At the present study, most of the patients in age groups of 1-6 had only oral lesions. On the other hand, in groups 7 and 8, pemphigus affected both oral mucous membranes and skin. In the remaining patients in group 9, skin was most the affected site. It could be concluded that as age increases, more skin lesions are observed in pemphigus. This may be due to the late diagnosis of disease when oral signs disappear and skin signs persist.16 Additional evaluation is required in this regard.

There was a female predominance with a male to female ratio of 1:1.53, with a statistically significant difference (P = 0.03). One explanation for the higher incidence of disease in females may be that women are more likely to seek medical attention. This finding is in accordance with the results of Hietanen & Salo12 and Mignogna et al17 in which this ratio was reported 0.9:1 and 1:2, respectively. In other studies, an equal ratio was reported; however, they stated that the rate of females was higher in the patients older than 79 years.11 , 13

In the present study, pemphigus vulgaris was the most observed clinical variant (91.15%). This finding was in line with the results of another long-term study.18 The average bedridden duration was 2.9 months. The longest hospitalization period was recorded in patients with only skin lesions (3.89 months). In other studies, bedridden duration of pemphigus patients was reported to be 6.4 months and 4.8 months.12 , 15 The differences in treatment possibilities in various countries may be the main cause of different bedridden durations.

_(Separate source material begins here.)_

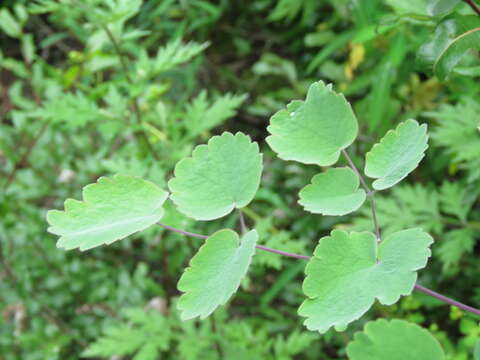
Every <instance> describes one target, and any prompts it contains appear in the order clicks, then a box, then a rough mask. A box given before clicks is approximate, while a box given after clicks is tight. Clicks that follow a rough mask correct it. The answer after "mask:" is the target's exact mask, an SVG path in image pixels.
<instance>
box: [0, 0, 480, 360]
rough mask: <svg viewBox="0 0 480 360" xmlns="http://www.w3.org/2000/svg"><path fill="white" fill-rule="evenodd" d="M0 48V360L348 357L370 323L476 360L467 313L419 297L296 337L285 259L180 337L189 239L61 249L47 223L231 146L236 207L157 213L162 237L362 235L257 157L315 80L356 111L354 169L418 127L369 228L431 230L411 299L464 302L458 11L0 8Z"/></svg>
mask: <svg viewBox="0 0 480 360" xmlns="http://www.w3.org/2000/svg"><path fill="white" fill-rule="evenodd" d="M0 43H1V52H0V165H1V166H0V189H1V190H0V308H1V310H2V314H1V316H0V359H2V360H3V359H5V360H13V359H26V360H35V359H77V358H80V357H82V356H84V357H90V358H95V357H96V358H110V357H112V356H114V355H118V356H121V358H125V359H126V358H129V357H130V358H135V359H137V360H138V359H157V358H166V359H223V358H225V359H237V358H238V359H246V358H252V359H346V358H347V352H346V349H347V344H349V343H351V341H352V340H353V339H354V334H355V333H357V332H358V331H361V330H362V329H364V326H365V324H366V323H367V322H369V321H371V320H375V319H377V318H385V319H388V320H390V319H403V320H407V321H409V322H410V323H416V324H418V325H421V326H422V327H423V328H425V329H428V330H429V331H430V333H431V334H433V336H434V337H435V338H436V339H437V340H438V341H439V342H440V344H441V345H442V347H443V349H444V351H445V354H446V358H447V359H452V360H464V359H465V360H466V359H472V358H473V357H474V356H477V357H478V358H480V345H479V342H478V339H479V338H480V327H479V323H478V319H479V317H478V316H476V315H474V314H472V313H470V312H467V311H462V310H460V309H459V308H458V307H453V306H452V307H450V306H448V305H447V304H445V303H444V302H441V301H438V300H437V299H435V298H433V297H431V296H428V295H426V294H425V293H422V292H419V291H414V292H413V293H412V294H411V295H409V296H405V297H402V298H401V299H400V300H399V301H398V302H397V303H396V304H395V305H392V306H384V305H381V304H380V303H378V302H376V303H375V304H374V305H373V307H372V308H371V309H370V310H369V311H368V312H367V314H366V315H364V316H363V317H361V319H360V320H358V321H355V322H353V323H351V324H350V325H349V326H348V328H347V329H346V330H345V331H342V332H337V331H335V330H333V329H330V330H329V331H327V332H326V333H325V334H319V333H318V332H312V331H308V330H307V329H306V328H305V327H304V325H303V324H302V323H303V321H304V319H303V318H301V317H299V316H298V314H297V310H298V307H299V305H300V304H301V303H302V302H303V300H304V297H305V296H304V294H303V292H302V281H303V279H304V278H305V274H304V271H305V262H304V261H301V260H296V259H292V258H289V257H282V256H279V255H276V254H271V253H268V252H260V251H257V253H256V255H255V256H254V257H253V260H252V265H251V267H250V269H249V272H248V275H247V277H246V278H244V279H243V280H242V282H241V285H240V290H239V291H238V292H237V293H236V295H235V297H234V298H233V299H232V300H231V301H230V302H229V303H228V304H227V305H226V306H222V307H220V308H218V309H217V310H216V311H215V312H214V313H213V314H212V315H211V316H210V317H209V318H207V319H205V320H202V321H199V320H189V321H181V320H180V315H181V314H180V313H179V311H178V307H177V303H178V298H179V296H180V291H179V290H178V289H177V282H178V280H179V278H180V277H181V275H182V272H183V270H184V268H185V267H186V266H187V265H188V263H189V261H190V259H191V258H192V256H193V255H194V254H195V253H196V252H197V250H198V248H199V247H200V246H201V245H202V240H199V239H196V238H194V237H186V236H184V235H182V234H179V233H178V232H172V231H169V230H168V229H166V228H165V227H160V226H153V227H151V228H149V229H148V230H146V231H143V232H140V233H136V234H135V235H133V236H130V237H128V238H126V239H123V240H122V241H118V242H115V243H113V244H112V245H110V246H102V247H97V248H95V249H92V250H90V251H88V252H80V251H78V250H72V251H64V250H62V249H57V247H56V242H57V240H58V238H57V237H56V236H54V235H52V234H49V233H48V232H47V227H48V224H47V221H46V213H47V210H49V209H54V208H57V209H61V208H62V207H63V203H64V200H65V199H66V198H75V199H81V198H82V194H81V192H82V188H83V187H84V186H85V185H87V184H91V183H94V182H95V181H96V180H97V179H98V178H99V177H101V176H109V177H112V176H113V175H114V174H118V173H120V174H124V175H133V176H138V177H142V178H144V179H147V180H149V181H151V182H153V183H154V184H156V185H158V186H159V187H161V188H164V189H167V188H168V187H167V182H168V180H170V179H171V178H172V177H173V176H174V175H173V169H174V167H175V164H176V163H177V162H178V161H179V160H181V159H183V158H185V157H187V156H190V154H191V153H192V150H193V149H194V148H195V146H196V145H198V144H203V143H206V142H207V141H208V139H210V137H211V136H213V135H218V134H222V133H223V132H224V131H228V132H231V133H236V132H237V131H242V132H243V133H245V134H248V135H249V136H250V138H252V139H253V140H255V141H256V142H258V143H259V145H260V150H261V152H262V153H263V175H262V185H261V188H260V190H259V191H258V192H257V193H256V195H255V198H254V200H253V202H252V203H251V204H250V205H249V206H248V207H246V208H242V209H241V212H234V213H232V215H231V216H229V217H227V218H222V219H218V220H213V221H208V222H207V221H195V220H193V219H191V218H189V217H187V216H185V215H184V214H183V211H182V212H180V211H179V210H181V209H180V208H176V207H175V206H174V204H173V203H172V202H171V201H169V200H168V201H166V202H165V203H164V208H165V214H164V216H163V218H162V223H164V224H166V225H167V226H172V227H174V228H177V229H183V230H185V231H190V232H194V233H198V234H213V233H215V232H216V231H217V230H220V229H225V228H230V229H235V230H237V231H240V230H241V221H240V220H241V219H240V218H241V215H240V214H243V215H242V216H244V217H245V219H244V221H245V222H246V226H247V227H249V228H255V229H256V230H257V232H258V235H259V236H258V244H260V245H262V246H267V247H269V248H274V249H278V250H281V251H284V252H289V253H298V254H307V255H310V254H312V252H313V250H314V249H315V247H316V245H317V244H318V239H320V238H321V237H324V236H326V235H328V234H330V231H331V230H332V229H339V230H347V231H352V230H357V231H359V230H369V231H371V230H372V220H371V213H370V209H369V208H368V206H367V207H365V208H362V209H360V210H359V211H357V212H353V213H351V214H348V215H345V216H341V217H332V216H322V215H311V214H308V213H306V212H304V209H303V208H302V206H301V205H300V204H299V203H298V200H299V191H300V190H301V189H302V188H303V187H304V186H305V185H307V184H308V183H309V182H310V181H311V179H312V177H313V176H314V175H315V174H316V173H318V171H319V170H318V167H317V168H315V167H312V166H309V165H305V164H302V163H299V162H293V161H288V162H287V161H283V160H281V159H279V158H278V157H277V156H276V154H275V153H274V152H273V151H272V148H273V149H274V150H275V147H272V148H271V147H270V146H269V144H267V142H266V141H265V139H266V137H267V136H268V135H269V134H268V132H267V126H268V124H269V123H270V120H269V119H270V117H271V116H272V115H273V114H274V113H276V112H277V111H279V110H281V109H284V108H285V105H286V104H287V103H289V102H290V101H291V100H294V99H305V96H306V94H307V91H308V89H309V87H310V86H311V85H312V84H314V83H316V82H317V81H318V80H323V82H325V83H332V84H333V86H334V88H335V91H337V92H341V93H343V94H345V96H346V98H347V99H348V101H349V102H350V103H351V104H352V106H353V109H354V111H355V113H356V116H357V118H358V125H359V129H358V134H359V135H358V137H357V139H356V141H355V143H354V144H353V145H352V146H351V147H350V148H349V153H350V155H351V156H352V161H353V162H354V163H356V164H357V165H358V167H359V168H360V167H361V168H363V161H364V160H363V159H364V157H363V155H364V154H365V153H366V152H367V151H368V150H369V149H370V148H371V147H372V145H373V144H375V143H377V142H378V141H379V139H380V138H381V137H383V136H384V134H385V132H386V131H387V130H389V129H394V128H396V127H397V125H398V124H400V123H402V122H403V121H405V120H406V119H410V118H415V119H416V120H417V121H418V122H419V123H421V124H427V125H428V128H429V134H430V139H429V148H428V151H427V152H426V157H425V158H424V159H423V160H422V163H421V166H420V167H419V168H417V169H416V170H415V171H414V172H413V173H412V174H411V175H410V176H409V177H408V178H406V179H403V181H402V182H401V183H400V184H398V185H396V186H395V187H394V188H393V189H392V190H391V191H388V190H387V191H383V192H381V193H378V194H376V195H375V197H376V204H377V216H378V221H379V224H380V227H381V229H382V234H384V235H385V236H387V235H388V234H392V233H395V232H396V231H399V230H402V229H406V228H412V227H420V228H422V229H423V230H424V231H426V232H428V233H430V234H431V235H432V237H433V239H434V243H433V244H432V245H431V249H432V257H431V258H430V260H429V264H428V267H426V268H425V269H423V270H421V271H419V283H420V284H422V285H424V286H427V287H428V288H430V289H434V290H435V291H438V292H440V293H442V294H445V295H447V296H450V297H452V298H455V299H457V300H459V301H461V302H463V303H465V304H469V305H472V306H475V307H477V308H478V307H480V268H479V266H478V258H477V256H478V255H479V252H480V247H479V245H478V241H477V240H478V239H479V238H480V235H479V234H480V203H479V195H480V186H479V184H480V170H479V169H480V133H479V129H480V101H479V99H480V85H479V78H480V61H479V51H480V4H479V3H478V2H476V0H465V1H460V0H457V1H453V0H452V1H443V0H422V1H410V0H408V1H407V0H402V1H398V0H384V1H381V0H369V1H354V0H341V1H340V0H322V1H317V0H301V1H296V0H259V1H251V2H237V1H228V0H217V1H206V0H190V1H182V0H145V1H141V0H108V1H101V0H88V1H80V0H63V1H54V0H36V1H21V0H17V1H12V0H7V1H4V2H2V3H1V5H0ZM270 145H272V144H271V143H270ZM275 151H277V150H275ZM277 152H278V151H277ZM339 164H340V165H341V166H344V165H348V162H347V160H346V159H343V158H341V159H340V160H339ZM149 195H151V196H155V194H153V195H152V194H150V193H149ZM157 195H158V194H157ZM158 196H160V195H158ZM160 197H161V196H160ZM212 218H215V217H212ZM201 220H205V219H201ZM339 233H340V232H339ZM64 247H65V246H64ZM180 308H181V306H180ZM382 321H383V320H380V322H378V321H377V322H374V323H370V324H377V326H378V327H380V328H381V327H382V326H385V323H382ZM391 324H393V323H391ZM397 324H399V325H398V326H400V323H397ZM368 329H369V330H370V331H371V333H372V334H373V332H374V330H375V326H374V325H372V326H371V327H370V328H368ZM377 330H378V329H377ZM384 330H385V329H384ZM397 330H398V328H397ZM380 331H381V330H380ZM385 331H386V330H385ZM392 334H393V335H392V336H394V332H393V331H392ZM474 352H476V354H475V355H474ZM349 355H350V353H349Z"/></svg>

In the present study, there was a 20.1% mean recurrence rate with the highest rate seen in patients with skin manifestation (41.3%). It seems impossible to detect recurrent lesions exactly due to limitations in the study period, which could be the reason why there are not many reports of recurrences in other studies. The highest mortality rate in this study was found in patients with skin and other mucous membranes involvement (41.7%), and the least was seen in patients with only mucous membrane lesions (5.6%). The overall mortality rate in the present study was 2.3%. This figure was reported to be 15%, 0%, and 6.8% in other studies.11 , 15 , 19 In fact, the mortality rate could be higher, since data was recorded during bedridden time in hospital and not afterwards. Therefore, the association between mortality rate and location of involvement can not be significant due to the bias mentioned (P > 0.05). Similar observations have been made by Herbst & Bystryn20 that stated mortality rate was higher in patients with skin and mucosal involvement. The authors emphasized that mortality rate was lower in patients with mucosal lesions compared to those with skin lesions. One explanation for the lower mortality rate in patients with mucosal lesions may be the early diagnosis of these types of pemphigus and higher efficacy of drugs prescribed at this stage with lower doses and limited complications.21

Conclusion

Oral involvement in majority of pemphigus cases occurs prior to skin lesions. Recurrence and mortality rates are lower in patients with only oral lesions and they have a better prognosis. Therefore, early diagnosis and treatment of oral isolated pemphigus is of great importance for a dentist since it can inhibit progressive course of disease, decrease recurrences as well as mortality rates, and improve prognosis.

Acknowledgments

The authors would like to thank the staffs at Razi Hospital of Dermatology for their kind cooperation in data collection.